THE LITTLE PRINCE
Antoine de Saint-Exupéry, 1943
It is only with the heart that one can see clearly; what is essential is invisible to the eye.
- The Fox
Much has been said about The Little Prince, so I'll keep this as short as possible.
Saint-Exupéry's celebrated fable is a simple children's story for the children in all of us.
In The Little Prince, a pilot — obviously modeled after Saint-Exupéry himself — looks back at an accident he had six years ago. The pilot was stranded in the Sahara desert after his plane crashed. Out of the blue, a little boy approaches him: "If you please—draw me a sheep!" "What!" the aviator exclaimed. "Draw me a sheep!" the boy demanded.
(For a moment there I wanted to tell The Pilot: For f*ck's sake, just draw him a sheep!)
(For a moment there I wanted to tell The Pilot: For f*ck's sake, just draw him a sheep!)
Discombobulated at the sight of a lone child in the middle of nowhere, the unnamed aviator thought he was experiencing some sort of mirage, he asked the boy: "But—what are you doing here?" To which the boy repeated: "If you please—draw me a sheep."
And then the boy introduces himself as a prince from another planet, a tiny asteroid called B-612. The rose is the pivot of the little prince's planet. Just like any other curious child, the little prince asks questions as often as he avoids answering questions.
The little prince later talks about a variety of adult characters, all of which seemed silly for the title character.
Most of the quotable quotes from the novel are by The Fox.
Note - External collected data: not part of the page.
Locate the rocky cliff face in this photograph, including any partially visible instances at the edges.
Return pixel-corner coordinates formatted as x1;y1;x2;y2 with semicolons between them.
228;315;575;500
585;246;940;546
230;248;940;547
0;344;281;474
Through this character, Saint-Exupéry aims to tell us the book's central message: love.
It is the time you have wasted for your rose that makes your rose so important...
You become responsible, forever, for what you have tamed. You are responsible for your rose...
In a candid manner, the author acknowledges his watercolor illustrations with a self-deprecating tone, accusing the adults for discouraging him from pursuing an art career when he was six years-old.
Saint-Exupéry said that he is the little prince, drawing inspiration from his own child self. That makes sense because the little prince's "farewell" is allegorical to that coming-of-age era, the loss of innocence, the transition from childhood to adulthood.
At once Saint-Exupéry explores the simplicity of life and the complexity of "simple" things like the warfare between the sheep and the flowers. He also contemplates on how adults make simple things complicated, and how them adults fail to appreciate the ubiquitous beauty surrounding their "complicated" existence. In some ways, this book can be seen as "anti-adult." But nay it's not, it can be accurately described as a "love letter from a child to his adult self."
Translated from French to English by Katherine Woods, the 1943 edition is simple with a little touch of poetry in it.
Divided into 27 chapters, the novella's narrative is generally first-person singular, occasionally swaying to second-person. A thoughtfully affectionate letter to a special person — that's how The Little Prince looked like to me. It was as if Saint-Exupéry is casually speaking to the little prince through us, the readers.
The Little Prince is a timeless philosophical work in the guise of a children's book.